Another television viewing term to watch out for in 2014 would be “hate-watch”, which means tuning in to a particular show purely in order to slag if off on Twitter.

By this time next year you might plausibly tweet, for example, the following: “Binge-hate-watching Homeland on my phablet #TVgeek.”

A tale of two dictionaries: the words according to the Collins and Oxford dictionaries

Collins

Word of the year, 2013

  • geek - a person who is knowledgeable and enthusiastic about a specific subject

Runners-up

  • twerking: moving the hips up and down as part an erotically suggestive dance.
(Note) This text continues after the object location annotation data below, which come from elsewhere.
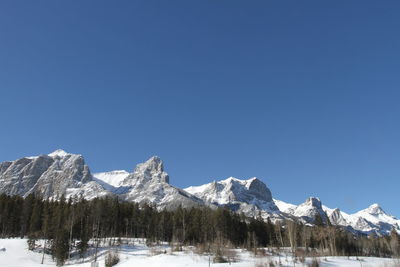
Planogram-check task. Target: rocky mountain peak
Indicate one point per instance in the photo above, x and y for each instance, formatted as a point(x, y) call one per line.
point(151, 170)
point(375, 209)
point(59, 153)
point(314, 202)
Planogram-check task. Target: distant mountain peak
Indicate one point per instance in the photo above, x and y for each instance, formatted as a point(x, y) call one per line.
point(375, 209)
point(314, 201)
point(59, 153)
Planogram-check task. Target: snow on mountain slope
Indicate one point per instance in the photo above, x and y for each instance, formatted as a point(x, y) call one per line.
point(248, 196)
point(113, 178)
point(285, 207)
point(370, 220)
point(150, 183)
point(62, 173)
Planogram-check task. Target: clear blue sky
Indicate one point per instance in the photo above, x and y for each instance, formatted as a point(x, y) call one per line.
point(302, 94)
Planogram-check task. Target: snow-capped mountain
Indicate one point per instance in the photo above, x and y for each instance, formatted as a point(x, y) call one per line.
point(247, 196)
point(370, 220)
point(61, 173)
point(49, 175)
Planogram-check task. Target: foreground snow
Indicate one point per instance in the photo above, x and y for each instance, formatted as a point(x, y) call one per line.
point(17, 254)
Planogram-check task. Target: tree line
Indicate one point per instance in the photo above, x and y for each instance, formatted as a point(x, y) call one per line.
point(67, 226)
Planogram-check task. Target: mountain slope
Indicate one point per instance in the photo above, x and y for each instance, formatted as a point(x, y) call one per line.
point(61, 173)
point(248, 196)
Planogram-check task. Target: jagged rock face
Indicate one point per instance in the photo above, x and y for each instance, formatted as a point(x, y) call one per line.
point(66, 171)
point(310, 209)
point(150, 171)
point(61, 173)
point(150, 183)
point(47, 175)
point(336, 218)
point(248, 196)
point(19, 177)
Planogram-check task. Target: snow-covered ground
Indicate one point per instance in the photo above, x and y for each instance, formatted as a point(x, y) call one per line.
point(17, 254)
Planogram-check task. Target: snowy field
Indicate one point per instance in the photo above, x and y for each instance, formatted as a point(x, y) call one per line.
point(16, 253)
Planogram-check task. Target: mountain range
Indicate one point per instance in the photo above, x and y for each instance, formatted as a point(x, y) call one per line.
point(60, 173)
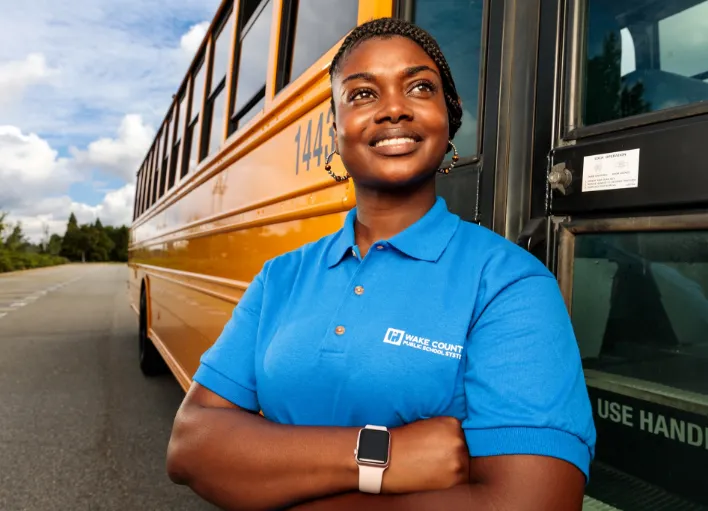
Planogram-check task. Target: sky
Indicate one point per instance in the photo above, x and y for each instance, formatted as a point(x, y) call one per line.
point(84, 84)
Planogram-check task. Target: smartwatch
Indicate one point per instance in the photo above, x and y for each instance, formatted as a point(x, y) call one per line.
point(372, 453)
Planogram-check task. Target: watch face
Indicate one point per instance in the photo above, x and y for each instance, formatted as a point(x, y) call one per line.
point(373, 446)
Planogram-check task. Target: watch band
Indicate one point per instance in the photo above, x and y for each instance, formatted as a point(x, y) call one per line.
point(370, 478)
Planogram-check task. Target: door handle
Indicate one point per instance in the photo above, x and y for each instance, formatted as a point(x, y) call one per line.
point(533, 233)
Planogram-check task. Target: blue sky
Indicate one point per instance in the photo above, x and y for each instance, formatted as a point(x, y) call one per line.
point(83, 86)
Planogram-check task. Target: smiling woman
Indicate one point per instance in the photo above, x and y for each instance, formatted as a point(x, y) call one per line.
point(404, 296)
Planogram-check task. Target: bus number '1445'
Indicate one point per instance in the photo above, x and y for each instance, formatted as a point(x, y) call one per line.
point(309, 147)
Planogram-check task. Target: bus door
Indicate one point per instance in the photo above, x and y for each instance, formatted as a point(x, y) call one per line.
point(625, 196)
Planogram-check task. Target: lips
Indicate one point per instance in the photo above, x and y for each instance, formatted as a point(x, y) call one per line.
point(395, 142)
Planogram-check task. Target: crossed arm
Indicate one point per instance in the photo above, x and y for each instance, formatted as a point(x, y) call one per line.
point(240, 461)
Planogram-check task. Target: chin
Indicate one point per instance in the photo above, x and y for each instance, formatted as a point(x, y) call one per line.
point(396, 177)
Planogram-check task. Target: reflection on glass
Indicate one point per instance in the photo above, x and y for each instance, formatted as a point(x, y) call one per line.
point(216, 136)
point(253, 63)
point(314, 38)
point(457, 26)
point(644, 56)
point(250, 114)
point(640, 306)
point(197, 93)
point(221, 54)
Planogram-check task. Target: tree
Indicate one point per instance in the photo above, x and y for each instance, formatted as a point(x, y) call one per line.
point(120, 237)
point(54, 245)
point(16, 242)
point(73, 245)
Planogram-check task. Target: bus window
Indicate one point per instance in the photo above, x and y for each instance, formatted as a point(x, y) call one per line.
point(216, 103)
point(252, 64)
point(156, 168)
point(644, 56)
point(457, 26)
point(165, 184)
point(179, 129)
point(191, 137)
point(307, 38)
point(640, 306)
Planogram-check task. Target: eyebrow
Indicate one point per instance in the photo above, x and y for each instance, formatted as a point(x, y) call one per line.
point(358, 76)
point(410, 71)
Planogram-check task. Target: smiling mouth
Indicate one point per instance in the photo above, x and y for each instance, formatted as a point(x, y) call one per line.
point(395, 141)
point(395, 146)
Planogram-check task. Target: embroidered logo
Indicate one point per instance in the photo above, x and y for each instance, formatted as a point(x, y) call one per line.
point(394, 336)
point(401, 338)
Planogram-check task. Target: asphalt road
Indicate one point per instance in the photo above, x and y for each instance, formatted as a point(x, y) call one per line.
point(80, 427)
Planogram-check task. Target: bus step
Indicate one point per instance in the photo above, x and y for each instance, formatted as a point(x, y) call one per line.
point(611, 489)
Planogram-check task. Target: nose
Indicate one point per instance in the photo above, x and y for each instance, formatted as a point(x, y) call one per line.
point(394, 108)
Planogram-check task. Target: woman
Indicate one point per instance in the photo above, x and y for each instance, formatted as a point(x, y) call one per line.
point(409, 319)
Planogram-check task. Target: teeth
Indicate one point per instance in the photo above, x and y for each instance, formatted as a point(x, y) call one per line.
point(394, 141)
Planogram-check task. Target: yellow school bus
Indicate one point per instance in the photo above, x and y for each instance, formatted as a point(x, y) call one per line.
point(583, 140)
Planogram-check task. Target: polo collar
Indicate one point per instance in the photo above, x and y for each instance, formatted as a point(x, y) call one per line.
point(425, 240)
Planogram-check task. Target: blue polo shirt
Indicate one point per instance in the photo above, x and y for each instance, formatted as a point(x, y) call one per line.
point(444, 319)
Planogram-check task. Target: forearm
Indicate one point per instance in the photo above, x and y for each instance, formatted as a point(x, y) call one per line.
point(241, 461)
point(463, 497)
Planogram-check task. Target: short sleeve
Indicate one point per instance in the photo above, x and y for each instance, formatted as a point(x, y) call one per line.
point(228, 367)
point(524, 383)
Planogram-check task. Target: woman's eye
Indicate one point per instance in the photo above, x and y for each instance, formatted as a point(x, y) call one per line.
point(423, 87)
point(361, 94)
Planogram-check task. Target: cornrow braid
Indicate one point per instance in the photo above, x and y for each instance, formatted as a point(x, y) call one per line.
point(389, 27)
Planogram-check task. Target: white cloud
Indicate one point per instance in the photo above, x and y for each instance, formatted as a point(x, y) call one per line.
point(36, 180)
point(17, 75)
point(115, 209)
point(29, 168)
point(119, 156)
point(193, 38)
point(69, 73)
point(114, 58)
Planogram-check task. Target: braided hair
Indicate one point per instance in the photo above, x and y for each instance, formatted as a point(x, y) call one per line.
point(386, 28)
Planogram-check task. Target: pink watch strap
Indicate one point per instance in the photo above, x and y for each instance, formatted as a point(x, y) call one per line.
point(370, 478)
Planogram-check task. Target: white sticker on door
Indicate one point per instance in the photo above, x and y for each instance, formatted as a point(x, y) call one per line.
point(611, 171)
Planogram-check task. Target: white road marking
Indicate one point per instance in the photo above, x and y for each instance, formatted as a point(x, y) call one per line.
point(590, 504)
point(25, 300)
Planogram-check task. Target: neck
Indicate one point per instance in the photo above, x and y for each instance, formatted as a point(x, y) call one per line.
point(383, 214)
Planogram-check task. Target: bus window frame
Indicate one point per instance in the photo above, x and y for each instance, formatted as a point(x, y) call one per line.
point(567, 229)
point(180, 123)
point(165, 157)
point(571, 102)
point(242, 30)
point(212, 92)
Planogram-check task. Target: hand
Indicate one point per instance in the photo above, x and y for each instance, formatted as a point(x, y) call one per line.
point(427, 455)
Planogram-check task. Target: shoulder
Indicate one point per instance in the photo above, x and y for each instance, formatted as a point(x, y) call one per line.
point(288, 264)
point(495, 257)
point(500, 267)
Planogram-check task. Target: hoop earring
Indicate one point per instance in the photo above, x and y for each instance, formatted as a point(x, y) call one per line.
point(455, 159)
point(328, 168)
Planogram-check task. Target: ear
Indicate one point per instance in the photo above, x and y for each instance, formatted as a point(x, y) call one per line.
point(336, 138)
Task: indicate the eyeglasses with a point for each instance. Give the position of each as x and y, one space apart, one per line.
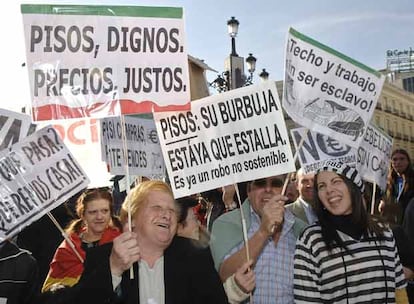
264 182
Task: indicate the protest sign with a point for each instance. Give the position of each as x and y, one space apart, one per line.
36 175
144 156
13 127
328 92
318 148
236 136
89 61
374 156
81 137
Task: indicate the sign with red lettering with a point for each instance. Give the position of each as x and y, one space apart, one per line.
81 136
36 175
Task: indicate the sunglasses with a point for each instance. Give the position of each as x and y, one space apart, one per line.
263 182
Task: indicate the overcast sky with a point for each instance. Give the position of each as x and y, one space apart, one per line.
363 30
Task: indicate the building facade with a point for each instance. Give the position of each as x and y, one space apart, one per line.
394 112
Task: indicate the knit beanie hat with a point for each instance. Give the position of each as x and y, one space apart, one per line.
345 170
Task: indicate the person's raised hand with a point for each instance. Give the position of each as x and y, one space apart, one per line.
125 252
245 277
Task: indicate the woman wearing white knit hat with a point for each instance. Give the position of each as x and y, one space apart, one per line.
347 256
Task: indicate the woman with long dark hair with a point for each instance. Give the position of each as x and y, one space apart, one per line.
347 256
400 187
95 226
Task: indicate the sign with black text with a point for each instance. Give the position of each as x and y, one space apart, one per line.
236 136
328 92
99 61
374 156
36 175
318 148
143 151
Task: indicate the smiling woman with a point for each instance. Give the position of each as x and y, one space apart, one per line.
167 268
96 225
346 257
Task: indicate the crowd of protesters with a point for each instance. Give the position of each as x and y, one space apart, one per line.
318 244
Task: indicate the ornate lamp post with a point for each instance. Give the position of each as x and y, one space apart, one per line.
233 77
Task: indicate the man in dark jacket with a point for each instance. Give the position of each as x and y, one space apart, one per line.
166 269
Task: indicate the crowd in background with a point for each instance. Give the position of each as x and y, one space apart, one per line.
317 242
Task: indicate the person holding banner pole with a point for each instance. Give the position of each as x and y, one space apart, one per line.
96 225
347 256
167 268
271 251
239 285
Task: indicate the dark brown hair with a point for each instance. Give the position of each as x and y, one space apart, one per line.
360 216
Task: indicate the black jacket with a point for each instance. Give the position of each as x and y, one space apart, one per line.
189 277
18 274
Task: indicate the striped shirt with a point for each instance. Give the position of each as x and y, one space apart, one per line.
370 273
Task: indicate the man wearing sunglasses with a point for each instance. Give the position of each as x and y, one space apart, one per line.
272 231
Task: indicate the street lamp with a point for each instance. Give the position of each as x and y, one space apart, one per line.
233 77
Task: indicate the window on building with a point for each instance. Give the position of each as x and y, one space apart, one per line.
408 84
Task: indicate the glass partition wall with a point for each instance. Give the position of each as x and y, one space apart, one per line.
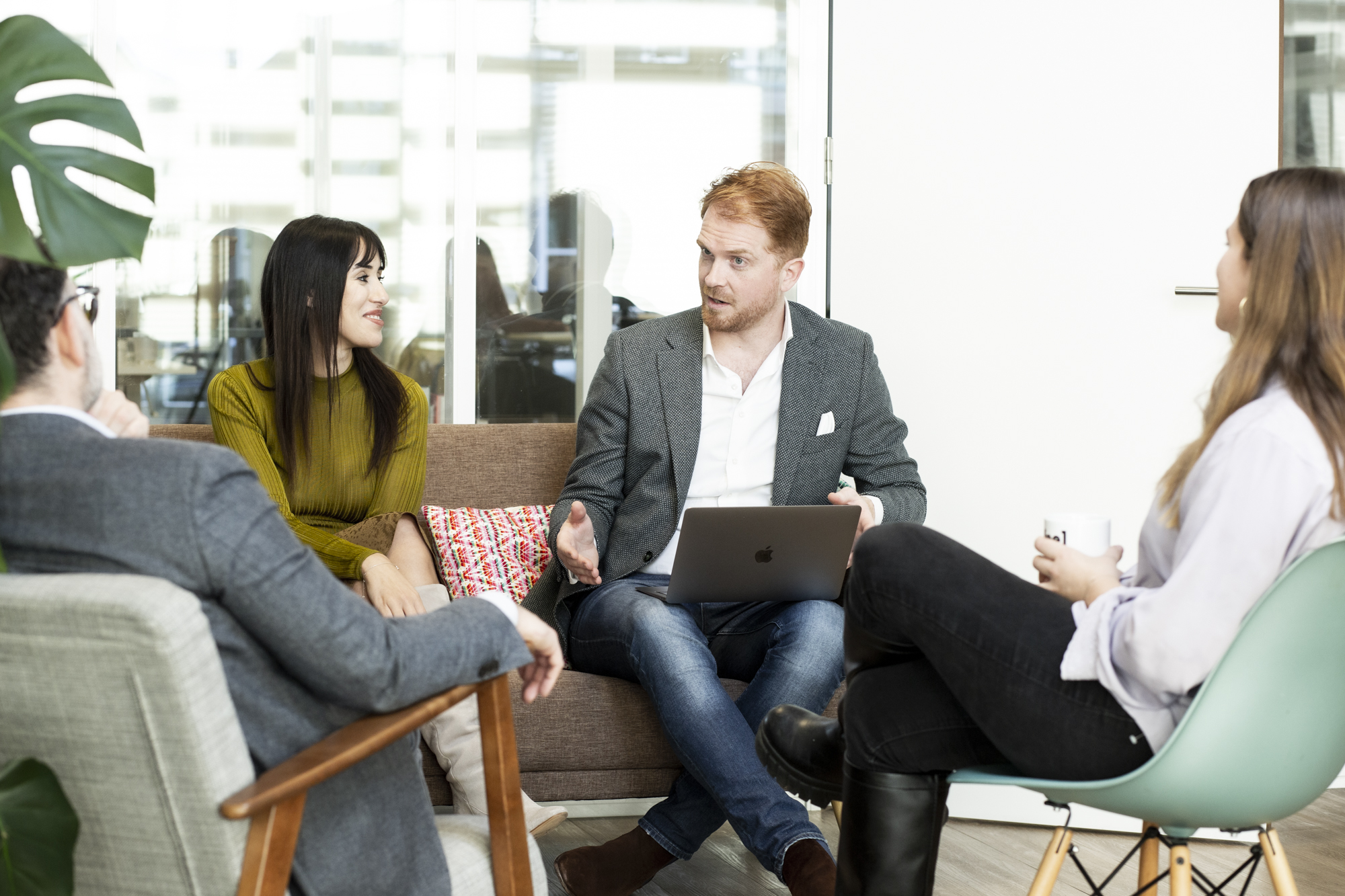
568 142
1315 84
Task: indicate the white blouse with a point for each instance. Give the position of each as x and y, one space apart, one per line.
1260 497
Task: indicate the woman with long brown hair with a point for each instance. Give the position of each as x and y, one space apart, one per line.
338 439
954 662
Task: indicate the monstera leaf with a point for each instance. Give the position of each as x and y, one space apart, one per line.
38 830
77 227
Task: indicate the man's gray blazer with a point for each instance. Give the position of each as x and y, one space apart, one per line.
641 430
302 654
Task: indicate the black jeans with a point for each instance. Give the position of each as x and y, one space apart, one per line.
960 665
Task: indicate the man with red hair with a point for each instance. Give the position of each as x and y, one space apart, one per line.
748 400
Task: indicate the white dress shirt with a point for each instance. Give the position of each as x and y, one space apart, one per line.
1260 497
75 413
735 460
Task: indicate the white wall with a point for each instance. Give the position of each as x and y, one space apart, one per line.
1019 188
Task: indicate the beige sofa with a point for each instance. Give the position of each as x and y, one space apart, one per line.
595 737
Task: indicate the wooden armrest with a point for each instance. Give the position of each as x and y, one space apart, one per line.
275 802
337 752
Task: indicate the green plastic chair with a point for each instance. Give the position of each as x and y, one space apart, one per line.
1264 739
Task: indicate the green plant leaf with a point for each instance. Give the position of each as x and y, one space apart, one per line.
38 830
77 227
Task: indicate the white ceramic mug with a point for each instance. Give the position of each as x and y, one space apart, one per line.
1087 533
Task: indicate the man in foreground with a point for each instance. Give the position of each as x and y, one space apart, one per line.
303 655
746 401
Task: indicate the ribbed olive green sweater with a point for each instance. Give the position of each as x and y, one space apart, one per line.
334 490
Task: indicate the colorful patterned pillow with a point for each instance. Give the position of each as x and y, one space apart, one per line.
494 549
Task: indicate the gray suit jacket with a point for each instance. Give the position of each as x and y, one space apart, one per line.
302 654
641 430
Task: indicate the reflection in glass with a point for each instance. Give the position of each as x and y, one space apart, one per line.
1315 84
601 127
330 108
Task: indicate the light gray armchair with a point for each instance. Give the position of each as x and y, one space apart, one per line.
115 682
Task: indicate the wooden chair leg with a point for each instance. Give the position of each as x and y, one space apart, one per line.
271 848
1277 862
1179 869
1149 862
504 792
1051 862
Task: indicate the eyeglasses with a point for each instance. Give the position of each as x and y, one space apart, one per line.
88 298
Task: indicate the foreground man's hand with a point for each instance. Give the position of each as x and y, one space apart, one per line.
851 497
540 676
120 415
1075 575
576 548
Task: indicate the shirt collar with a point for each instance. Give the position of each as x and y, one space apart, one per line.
708 350
75 413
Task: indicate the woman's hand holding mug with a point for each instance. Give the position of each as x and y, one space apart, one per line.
1077 561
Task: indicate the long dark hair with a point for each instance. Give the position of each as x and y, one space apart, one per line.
310 261
1293 322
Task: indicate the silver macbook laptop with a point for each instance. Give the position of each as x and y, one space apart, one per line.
761 553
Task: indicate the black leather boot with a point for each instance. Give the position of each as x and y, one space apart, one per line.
890 833
804 752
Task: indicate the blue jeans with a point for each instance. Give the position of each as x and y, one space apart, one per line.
790 653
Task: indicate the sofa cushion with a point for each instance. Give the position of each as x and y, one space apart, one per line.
490 548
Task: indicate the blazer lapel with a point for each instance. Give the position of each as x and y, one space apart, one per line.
801 388
680 388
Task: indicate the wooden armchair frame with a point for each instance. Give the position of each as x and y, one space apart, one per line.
275 802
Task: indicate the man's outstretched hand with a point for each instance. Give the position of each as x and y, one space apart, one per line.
120 415
539 676
852 497
576 548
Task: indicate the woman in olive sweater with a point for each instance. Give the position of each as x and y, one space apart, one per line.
338 439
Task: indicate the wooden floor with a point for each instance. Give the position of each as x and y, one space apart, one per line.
980 858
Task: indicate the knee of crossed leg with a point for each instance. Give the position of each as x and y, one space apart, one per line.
887 556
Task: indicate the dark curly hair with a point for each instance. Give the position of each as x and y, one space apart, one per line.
29 298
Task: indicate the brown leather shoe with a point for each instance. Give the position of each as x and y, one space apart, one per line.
809 869
619 866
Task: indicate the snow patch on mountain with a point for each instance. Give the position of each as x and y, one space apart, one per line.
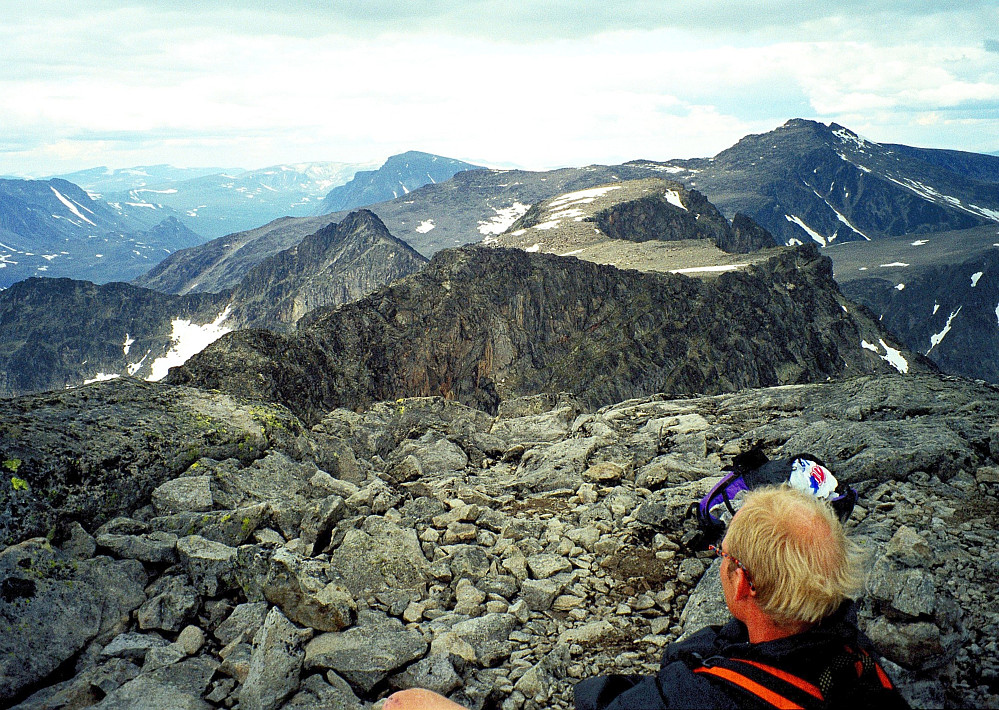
102 377
892 356
673 197
937 338
720 267
189 339
71 206
503 220
811 232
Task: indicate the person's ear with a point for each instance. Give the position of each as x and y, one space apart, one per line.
743 587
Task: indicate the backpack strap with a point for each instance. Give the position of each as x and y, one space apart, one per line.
774 686
865 669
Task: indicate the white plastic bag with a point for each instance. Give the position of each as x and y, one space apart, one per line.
811 477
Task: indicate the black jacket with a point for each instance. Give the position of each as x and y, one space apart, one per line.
805 655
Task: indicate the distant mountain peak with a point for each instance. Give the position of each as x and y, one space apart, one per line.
400 175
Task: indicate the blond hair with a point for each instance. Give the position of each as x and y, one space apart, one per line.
799 558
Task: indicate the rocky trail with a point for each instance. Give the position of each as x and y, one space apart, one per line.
210 552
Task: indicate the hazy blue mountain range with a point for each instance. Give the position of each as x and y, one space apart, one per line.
54 228
400 175
104 180
56 333
802 182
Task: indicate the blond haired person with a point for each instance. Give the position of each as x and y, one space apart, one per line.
788 574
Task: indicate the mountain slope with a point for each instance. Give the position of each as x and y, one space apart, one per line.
58 332
227 202
481 325
649 225
400 175
54 228
472 205
806 181
338 264
944 307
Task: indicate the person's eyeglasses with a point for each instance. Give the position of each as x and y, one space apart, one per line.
721 553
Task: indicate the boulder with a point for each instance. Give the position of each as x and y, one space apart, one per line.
179 686
365 655
172 602
278 652
189 494
380 555
52 605
210 565
300 587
A blend of “twist” and “jerk”
  • bitcoin: a digital currency  exchanged by users of the internet
  • phablet: a hand-held computer that is larger than a smartphone but smaller than a tablet computer
  • Plebgate: a public scandal in which cabinet minister Andrew Mitchell is alleged to have insulted police on duty in Downing Street by calling them “plebs”
  • fracker: a person or organisation involved in the extraction of shale gas through hydraulic fracturing
  • cybernat: a supporter of Scottish independence who is active on online forums
  • thigh gap: a gap between the top of the legs when a person stands with the feet together
  • olinguito: an animal of the raccoon family, living in the cloud forests of Colombia and Ecuador
  • Black Friday: the day after the US holiday of Thanksgiving, considered by retailers as the start of the Christmas shopping season
  • payday lending: the practice  of making short-term loans to people who are expected to repay them from their future earnings
  • Harlem Shake: an internet craze in which people perform a comic sketch involving wild dancing

Oxford

Word of the year, 2013

  • selfie: a photograph that one has taken of oneself, typically one taken with a smartphone or webcam and uploaded to a social media website

Runners-up

  • bedroom tax: a reduction in the amount of housing benefit paid to a claimant if the property they are renting is judged to have more bedrooms than is necessary for the number of the people in the household, according to criteria set down by the government
  • binge-watch: to watch  multiple episodes of a  television programme in  rapid succession, typically  by means of DVDs or digital streaming
  • bitcoin: a digital currency in which transactions can be performed without the need  for a central bank
  • olinguito: a small furry mammal found in mountain forests in Colombia and Ecuador, the smallest member of the raccoon family
  • schmeat: a form of meat produced synthetically from biological tissue
  • showrooming: the practice of visiting a shop or shops in order to examine a product before buying it online at a lower price
  • twerk: dance to popular music in a sexually provocative manner involving thrusting hip movements and a low, squatting stance. (Origin: 1990s; probably an alteration of “work”.)